Diplomats say there are no indications that radical Islam is being preached in the schools, as they are closely supervised by the Syrian authorities. Indeed, one diplomatic source believed that the number of foreign students visiting Damascus had probably not increased significantly. "It's just that we are paying much closer attention to who is here now," the source says.

Sheikh Saleh Kuftaro, the son of Sheikh Ahmad Kuftaro, the grand mufti of Syria, said that only moderate Islam was taught in Damascus.

"We are ensuring that the Islamic awakening among our youth is kept clear of extremism," he says. "We know that our mosques are full of young people. Thank God we do not have extremism here.
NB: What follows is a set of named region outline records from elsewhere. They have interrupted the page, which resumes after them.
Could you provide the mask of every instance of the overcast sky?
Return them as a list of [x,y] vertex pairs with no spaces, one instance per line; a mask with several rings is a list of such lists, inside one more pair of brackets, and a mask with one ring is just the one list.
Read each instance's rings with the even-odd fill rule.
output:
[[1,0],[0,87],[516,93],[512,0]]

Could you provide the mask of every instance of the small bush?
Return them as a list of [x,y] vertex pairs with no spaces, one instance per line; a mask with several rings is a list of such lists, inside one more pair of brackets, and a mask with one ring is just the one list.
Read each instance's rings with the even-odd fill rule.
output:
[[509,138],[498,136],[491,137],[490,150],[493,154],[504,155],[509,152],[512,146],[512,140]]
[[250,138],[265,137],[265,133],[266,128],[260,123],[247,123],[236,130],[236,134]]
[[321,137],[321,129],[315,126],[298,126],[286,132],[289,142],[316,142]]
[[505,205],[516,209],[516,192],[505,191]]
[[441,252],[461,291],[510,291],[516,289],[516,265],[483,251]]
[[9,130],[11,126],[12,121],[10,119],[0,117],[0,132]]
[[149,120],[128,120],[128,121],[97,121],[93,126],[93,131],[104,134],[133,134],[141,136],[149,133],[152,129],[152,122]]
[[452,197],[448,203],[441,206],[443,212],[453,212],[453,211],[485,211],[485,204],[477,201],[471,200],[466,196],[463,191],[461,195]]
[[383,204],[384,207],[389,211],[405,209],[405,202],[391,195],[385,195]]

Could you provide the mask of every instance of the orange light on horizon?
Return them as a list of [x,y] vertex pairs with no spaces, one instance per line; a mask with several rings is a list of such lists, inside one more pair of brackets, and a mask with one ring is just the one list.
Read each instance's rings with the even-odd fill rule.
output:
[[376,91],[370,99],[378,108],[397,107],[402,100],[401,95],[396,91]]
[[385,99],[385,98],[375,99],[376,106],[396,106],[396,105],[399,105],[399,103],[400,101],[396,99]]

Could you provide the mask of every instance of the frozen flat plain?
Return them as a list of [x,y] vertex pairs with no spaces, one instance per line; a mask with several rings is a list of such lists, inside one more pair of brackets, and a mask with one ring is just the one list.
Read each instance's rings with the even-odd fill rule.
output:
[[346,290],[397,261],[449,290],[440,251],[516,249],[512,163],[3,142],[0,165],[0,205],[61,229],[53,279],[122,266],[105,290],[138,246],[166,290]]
But we are always afraid that it might prevail in countries around us."

Sheikh Kuftaro runs the Sheikh Ahmad Kuftaro Islamic Foundation, a Damascus-based group for religious education which caters to some 5,000 students, 20 percent of them foreigners. "As an Islamic thinker, I am for a moderate secular state working for the religious beliefs of all.... There is no room for political Islam on our agenda," he adds.

Such sentiments sit well with the views of the Baathist regime in Syria. Syria has a long and bloody history combating radical Islamist movements. A violent campaign against the regime by the Brotherhood in the late 1970s and early 1980s was ruthlessly suppressed with tens of thousands of people killed and imprisoned.

But a stronger brand of Islam than that espoused by Sheikh Kuftaro is beginning to emerge in some of the more conservative towns. Sheikh Mohsen al-Qaqa, who preaches at the As Sahour mosque in the outskirts of Aleppo, has gained a popular following through his fiery anti-American sermons.